Какое-то время я привыкал к собственному отражению. Потом с тоской пересчитал седые волосы – их оказалось не так уж много, всего двенадцать. Сначала хотел повыдергивать их к чертовой матери, но подумал и махнул рукой. Наверняка ведь завтра новые появятся…
Из динамиков снова что-то объявили. Я посмотрел на табло, выбросил в урну пластиковый стакан из-под кофе и пошел на перрон.
– Дмитрий Иванович! – окликнули меня сзади.
Я обернулся и увидел Вику. Она бежала ко мне через зал ожидания, волоча за собой дорожную сумку, и махала рукой.
Нет, я даже не удивился. Видно, у каждого есть некий лимит нервных клеток, которые можно потратить за одни сутки – а потом они просто заканчиваются, и ты делаешься спокойным, как тибетский монах. Ну, навязал мне Богачев практикантку, хотя и клялся, что не будет этого делать. Ну, отправил ее сразу на вокзал, чтобы я до последнего о ней не знал… Обидно. Некрасиво и по-хамски. Дальше-то что?
– Дмитрий Иванович… – Вика отдышалась и откинула с лица прядь темных волос. – Здравствуйте! Меня с вами отправили, в Красноярск. Вы же не против?
Я пожал плечами. Против я или не против – это уже ничего не изменит.
– Идем, – кивнул я, взял у нее сумку и направился к выходу. Она засеменила следом, чуть испуганно косясь в мою сторону.
Умница она все-таки. И прекрасно все видит: и мое хмурое недовольство, и скотское поведение Богачева… Только ведь опыт сам собой не появляется! Предложили поехать – значит, надо ехать. А наши с Богачевым трения практикантку и вовсе не должны заботить. Что ж ей, отказываться от командировки только потому, что у меня начальник – гад? Если подумать, это вообще не ее проблемы. А мои. Вот мне с ними и разбираться.
Состав прибыл, как только мы вышли с вокзала.
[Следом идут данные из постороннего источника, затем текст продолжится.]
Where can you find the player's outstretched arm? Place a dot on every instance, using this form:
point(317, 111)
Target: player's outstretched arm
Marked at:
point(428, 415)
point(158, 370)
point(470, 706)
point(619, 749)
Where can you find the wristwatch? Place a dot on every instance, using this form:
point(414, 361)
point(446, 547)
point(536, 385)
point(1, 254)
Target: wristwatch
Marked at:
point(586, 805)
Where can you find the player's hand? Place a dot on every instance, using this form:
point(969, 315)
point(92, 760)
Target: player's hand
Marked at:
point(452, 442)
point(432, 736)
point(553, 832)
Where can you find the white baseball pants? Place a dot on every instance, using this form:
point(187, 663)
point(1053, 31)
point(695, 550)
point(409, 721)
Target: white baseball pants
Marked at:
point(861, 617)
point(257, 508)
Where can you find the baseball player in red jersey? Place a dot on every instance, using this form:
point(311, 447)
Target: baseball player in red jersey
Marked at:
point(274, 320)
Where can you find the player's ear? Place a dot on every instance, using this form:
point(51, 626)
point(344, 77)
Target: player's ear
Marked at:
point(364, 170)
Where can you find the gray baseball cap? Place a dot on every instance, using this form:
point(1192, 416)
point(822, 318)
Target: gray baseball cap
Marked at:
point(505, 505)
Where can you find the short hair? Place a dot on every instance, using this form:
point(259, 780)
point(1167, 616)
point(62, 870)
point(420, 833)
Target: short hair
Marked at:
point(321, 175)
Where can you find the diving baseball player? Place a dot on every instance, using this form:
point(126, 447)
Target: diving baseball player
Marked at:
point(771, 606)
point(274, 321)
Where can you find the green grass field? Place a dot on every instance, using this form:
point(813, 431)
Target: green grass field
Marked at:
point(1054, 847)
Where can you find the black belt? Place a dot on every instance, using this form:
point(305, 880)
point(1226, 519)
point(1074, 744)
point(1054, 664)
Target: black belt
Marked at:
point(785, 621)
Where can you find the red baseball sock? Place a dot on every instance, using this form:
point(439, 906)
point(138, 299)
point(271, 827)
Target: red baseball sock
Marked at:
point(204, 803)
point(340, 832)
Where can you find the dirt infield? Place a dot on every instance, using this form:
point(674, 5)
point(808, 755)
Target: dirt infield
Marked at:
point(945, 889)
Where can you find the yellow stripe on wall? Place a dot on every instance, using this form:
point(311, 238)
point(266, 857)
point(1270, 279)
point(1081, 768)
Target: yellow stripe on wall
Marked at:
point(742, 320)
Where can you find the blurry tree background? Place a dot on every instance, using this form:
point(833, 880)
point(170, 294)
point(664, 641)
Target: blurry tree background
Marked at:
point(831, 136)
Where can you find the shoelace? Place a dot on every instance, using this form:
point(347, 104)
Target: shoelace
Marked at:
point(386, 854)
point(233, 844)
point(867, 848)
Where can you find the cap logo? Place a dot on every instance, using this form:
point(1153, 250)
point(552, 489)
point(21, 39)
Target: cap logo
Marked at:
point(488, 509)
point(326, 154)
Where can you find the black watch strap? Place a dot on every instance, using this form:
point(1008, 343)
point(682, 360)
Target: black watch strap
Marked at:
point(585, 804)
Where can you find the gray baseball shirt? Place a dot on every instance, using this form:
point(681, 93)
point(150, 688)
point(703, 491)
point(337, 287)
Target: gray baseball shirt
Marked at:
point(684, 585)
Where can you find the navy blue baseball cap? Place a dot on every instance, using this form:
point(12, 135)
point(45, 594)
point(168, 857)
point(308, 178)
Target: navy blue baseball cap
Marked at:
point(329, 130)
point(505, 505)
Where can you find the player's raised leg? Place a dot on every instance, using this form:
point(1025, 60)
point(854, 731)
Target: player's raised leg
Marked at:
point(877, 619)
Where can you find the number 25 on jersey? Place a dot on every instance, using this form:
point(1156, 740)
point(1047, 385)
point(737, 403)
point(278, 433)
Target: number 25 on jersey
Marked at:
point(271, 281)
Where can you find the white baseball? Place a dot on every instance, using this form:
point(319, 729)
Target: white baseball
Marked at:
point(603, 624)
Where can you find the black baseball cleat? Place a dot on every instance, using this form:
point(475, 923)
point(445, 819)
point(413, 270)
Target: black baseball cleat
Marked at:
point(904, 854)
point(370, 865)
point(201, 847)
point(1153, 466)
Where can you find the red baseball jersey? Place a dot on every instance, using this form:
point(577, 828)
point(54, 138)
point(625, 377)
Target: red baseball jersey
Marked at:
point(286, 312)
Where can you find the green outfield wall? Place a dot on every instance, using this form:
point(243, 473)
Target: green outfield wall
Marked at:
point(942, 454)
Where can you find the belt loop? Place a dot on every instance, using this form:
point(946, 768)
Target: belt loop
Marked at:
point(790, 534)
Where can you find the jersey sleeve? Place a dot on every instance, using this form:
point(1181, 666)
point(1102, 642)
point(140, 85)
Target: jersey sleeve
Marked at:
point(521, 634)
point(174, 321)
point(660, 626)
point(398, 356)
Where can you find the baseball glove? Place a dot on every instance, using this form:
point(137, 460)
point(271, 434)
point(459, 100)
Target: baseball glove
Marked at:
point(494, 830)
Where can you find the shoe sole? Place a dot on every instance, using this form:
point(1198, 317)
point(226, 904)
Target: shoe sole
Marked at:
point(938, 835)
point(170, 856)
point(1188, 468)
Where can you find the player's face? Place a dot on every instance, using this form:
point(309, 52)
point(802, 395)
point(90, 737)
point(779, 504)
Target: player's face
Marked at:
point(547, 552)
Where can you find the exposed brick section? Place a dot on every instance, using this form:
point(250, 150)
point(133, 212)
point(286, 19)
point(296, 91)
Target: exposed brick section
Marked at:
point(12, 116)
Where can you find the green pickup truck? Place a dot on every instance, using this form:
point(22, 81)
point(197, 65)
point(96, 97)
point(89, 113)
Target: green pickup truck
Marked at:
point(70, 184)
– Это наш? – спросила Вика. Достала из сумочки билет, посмотрела и сама себе ответила: – Наш! Идемте, у нас четвертый вагон…
Я опять зевнул и поплелся за ней. И куда она так торопится? Поезд хоть и проходящий, но стоять будет еще минут сорок.
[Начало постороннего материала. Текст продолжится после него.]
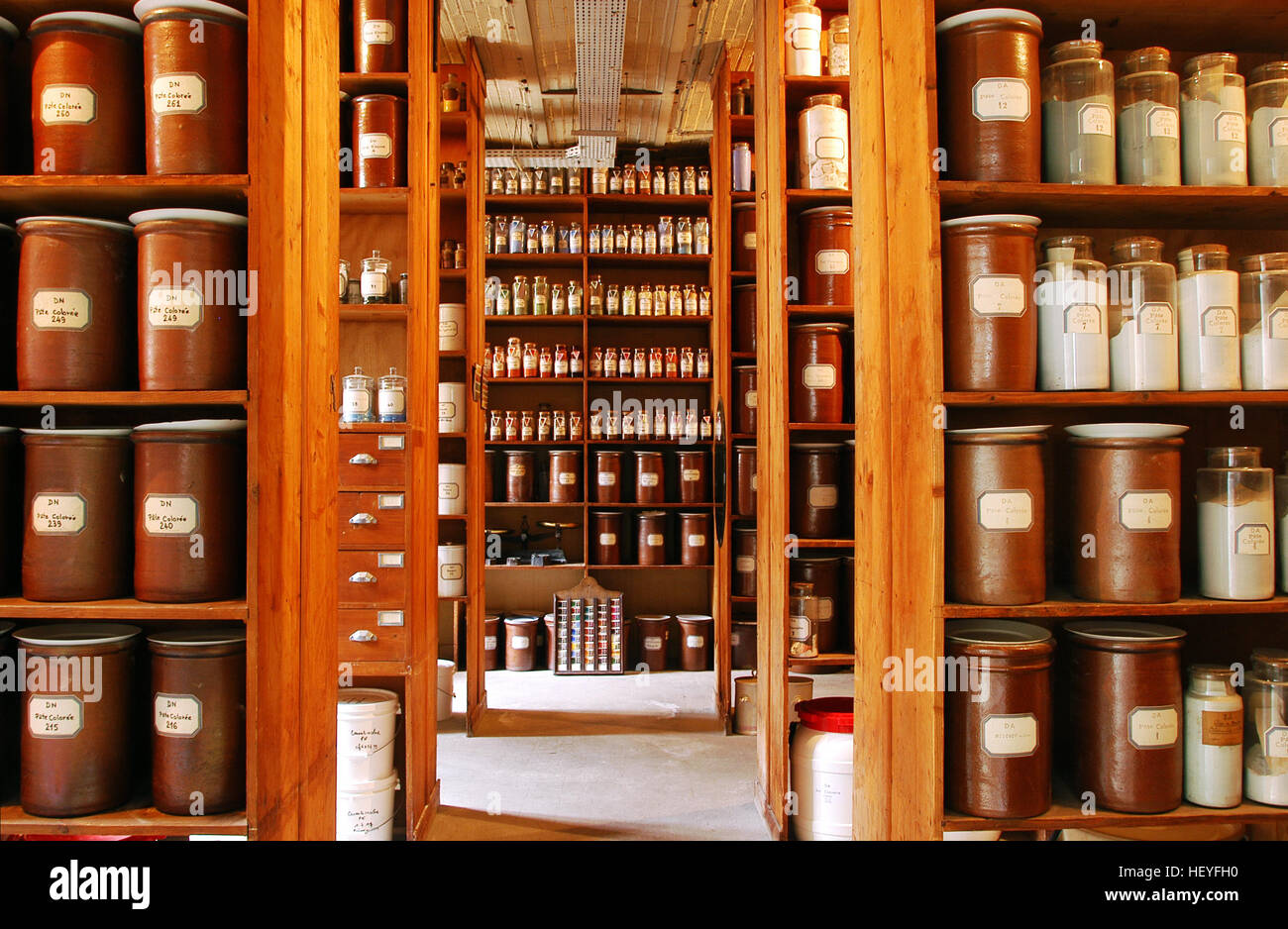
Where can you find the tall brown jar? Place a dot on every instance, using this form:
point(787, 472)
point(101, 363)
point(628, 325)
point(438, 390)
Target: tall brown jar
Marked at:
point(76, 540)
point(999, 730)
point(75, 304)
point(1126, 512)
point(991, 326)
point(996, 516)
point(198, 721)
point(196, 90)
point(1122, 713)
point(191, 282)
point(990, 95)
point(189, 511)
point(76, 745)
point(85, 103)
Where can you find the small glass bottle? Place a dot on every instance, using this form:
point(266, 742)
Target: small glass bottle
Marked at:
point(1235, 525)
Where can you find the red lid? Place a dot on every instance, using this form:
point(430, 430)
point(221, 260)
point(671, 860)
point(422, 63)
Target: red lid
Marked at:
point(827, 714)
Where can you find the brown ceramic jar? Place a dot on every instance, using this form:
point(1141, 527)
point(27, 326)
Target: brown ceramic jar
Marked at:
point(75, 305)
point(378, 37)
point(1125, 498)
point(380, 141)
point(819, 372)
point(196, 90)
point(77, 747)
point(990, 95)
point(996, 516)
point(825, 244)
point(198, 721)
point(999, 730)
point(192, 275)
point(991, 325)
point(189, 511)
point(85, 103)
point(815, 493)
point(77, 540)
point(1122, 713)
Мы отыскали нужный вагон, заняли места (хорошо хоть купейные, Богачев расщедрился ни с того, ни с сего). Сели. Кроме нас в купе больше никого не было, и я втихомолку порадовался этому. Наверняка Вика станет расспрашивать о работе, а на людях говорить об этом строго запрещено.
Наконец, поезд тронулся. Явилась деловитая проводница, вручила нам постельное белье, еще раз глянула на билеты – и ушла.
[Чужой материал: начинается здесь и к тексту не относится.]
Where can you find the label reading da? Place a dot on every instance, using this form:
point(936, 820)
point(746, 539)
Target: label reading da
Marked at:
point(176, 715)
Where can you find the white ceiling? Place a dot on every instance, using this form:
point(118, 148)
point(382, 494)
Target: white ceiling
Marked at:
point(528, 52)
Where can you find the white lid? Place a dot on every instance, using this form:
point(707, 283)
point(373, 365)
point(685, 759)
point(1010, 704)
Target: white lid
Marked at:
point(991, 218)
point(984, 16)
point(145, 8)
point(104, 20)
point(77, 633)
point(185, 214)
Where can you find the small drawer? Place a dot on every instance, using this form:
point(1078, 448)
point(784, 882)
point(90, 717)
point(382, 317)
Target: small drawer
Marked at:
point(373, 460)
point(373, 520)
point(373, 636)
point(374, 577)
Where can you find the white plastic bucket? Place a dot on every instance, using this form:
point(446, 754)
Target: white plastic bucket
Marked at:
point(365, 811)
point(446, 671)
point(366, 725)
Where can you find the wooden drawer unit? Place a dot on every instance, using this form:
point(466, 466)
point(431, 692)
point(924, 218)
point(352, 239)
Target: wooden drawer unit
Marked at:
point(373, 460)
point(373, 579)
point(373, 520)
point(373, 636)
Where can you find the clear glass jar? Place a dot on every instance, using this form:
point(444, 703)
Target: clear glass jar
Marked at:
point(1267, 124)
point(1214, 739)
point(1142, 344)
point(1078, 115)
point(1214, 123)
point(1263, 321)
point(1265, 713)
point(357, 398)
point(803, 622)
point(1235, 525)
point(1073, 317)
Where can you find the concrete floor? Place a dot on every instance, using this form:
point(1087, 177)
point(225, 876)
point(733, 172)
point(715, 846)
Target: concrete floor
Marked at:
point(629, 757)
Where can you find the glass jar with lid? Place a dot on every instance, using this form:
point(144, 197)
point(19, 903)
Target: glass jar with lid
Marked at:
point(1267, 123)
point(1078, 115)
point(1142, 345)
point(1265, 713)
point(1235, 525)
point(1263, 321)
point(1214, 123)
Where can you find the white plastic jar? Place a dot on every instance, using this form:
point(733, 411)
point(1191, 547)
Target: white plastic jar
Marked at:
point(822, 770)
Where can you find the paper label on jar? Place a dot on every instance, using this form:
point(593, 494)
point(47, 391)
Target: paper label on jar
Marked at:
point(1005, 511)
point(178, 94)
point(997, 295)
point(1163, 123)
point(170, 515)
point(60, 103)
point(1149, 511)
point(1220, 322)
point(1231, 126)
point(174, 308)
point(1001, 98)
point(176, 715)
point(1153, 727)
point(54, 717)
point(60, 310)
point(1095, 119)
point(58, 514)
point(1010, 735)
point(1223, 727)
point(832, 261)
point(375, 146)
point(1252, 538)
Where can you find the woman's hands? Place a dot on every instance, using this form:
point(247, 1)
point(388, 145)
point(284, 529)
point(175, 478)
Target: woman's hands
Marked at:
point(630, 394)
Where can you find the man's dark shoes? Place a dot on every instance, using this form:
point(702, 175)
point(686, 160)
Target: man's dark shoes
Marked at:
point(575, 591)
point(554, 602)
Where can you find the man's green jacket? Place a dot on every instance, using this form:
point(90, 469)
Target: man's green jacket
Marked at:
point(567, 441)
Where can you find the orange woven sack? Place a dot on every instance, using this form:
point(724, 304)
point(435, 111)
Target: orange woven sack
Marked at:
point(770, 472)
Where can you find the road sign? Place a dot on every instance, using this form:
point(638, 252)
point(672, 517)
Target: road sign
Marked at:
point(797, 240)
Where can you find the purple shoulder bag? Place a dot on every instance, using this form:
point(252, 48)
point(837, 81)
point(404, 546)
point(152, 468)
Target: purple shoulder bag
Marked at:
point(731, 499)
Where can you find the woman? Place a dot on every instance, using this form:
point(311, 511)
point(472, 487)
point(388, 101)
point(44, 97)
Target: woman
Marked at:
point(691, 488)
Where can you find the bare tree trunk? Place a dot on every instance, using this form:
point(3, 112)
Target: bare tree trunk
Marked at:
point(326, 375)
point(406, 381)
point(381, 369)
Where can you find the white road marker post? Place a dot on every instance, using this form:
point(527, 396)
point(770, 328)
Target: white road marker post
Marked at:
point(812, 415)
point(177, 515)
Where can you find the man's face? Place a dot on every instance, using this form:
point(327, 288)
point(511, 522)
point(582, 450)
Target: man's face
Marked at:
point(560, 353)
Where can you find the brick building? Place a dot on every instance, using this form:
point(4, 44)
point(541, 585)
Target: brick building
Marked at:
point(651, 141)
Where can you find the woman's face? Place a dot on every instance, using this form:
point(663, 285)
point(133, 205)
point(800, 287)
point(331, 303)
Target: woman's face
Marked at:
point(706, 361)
– Долго ехать? – спросила Вика.
– Ночь. Рано утром будем на месте.
– А что там, в Красноярске?
Я вздохнул. Ну вот, пожалуйста, началось.
Вместо ответа я порылся в чемодане, сунул ей в руки папку и стал смотреть в окно. Вика почитала и нахмурилась:
– Тут же ничего толком не написано!
– Конечно, не написано, – хмыкнул я, – а ты думала, там полная информация, все наглядно и в цифрах?
– Нет… но хотя бы…
– Отдел Разведки ведь и сам не знает, с чем имеет дело. А нам с тобой это знать даже и не обязательно. Наша задача – сказать «да» или «нет».
Она нахмурилась, опустила голову. Ага, злорадно хмыкнул я, доходит понемногу.
– То есть, о приборе для передачи мыслей тоже никто никогда не узнает? – спросила она.
Я кивнул.
– Но ведь он же работает! – Вика отчаянно глянула на меня. – Он же… не только порнографию показывать умеет! Если до ума довести… Ведь можно как-то…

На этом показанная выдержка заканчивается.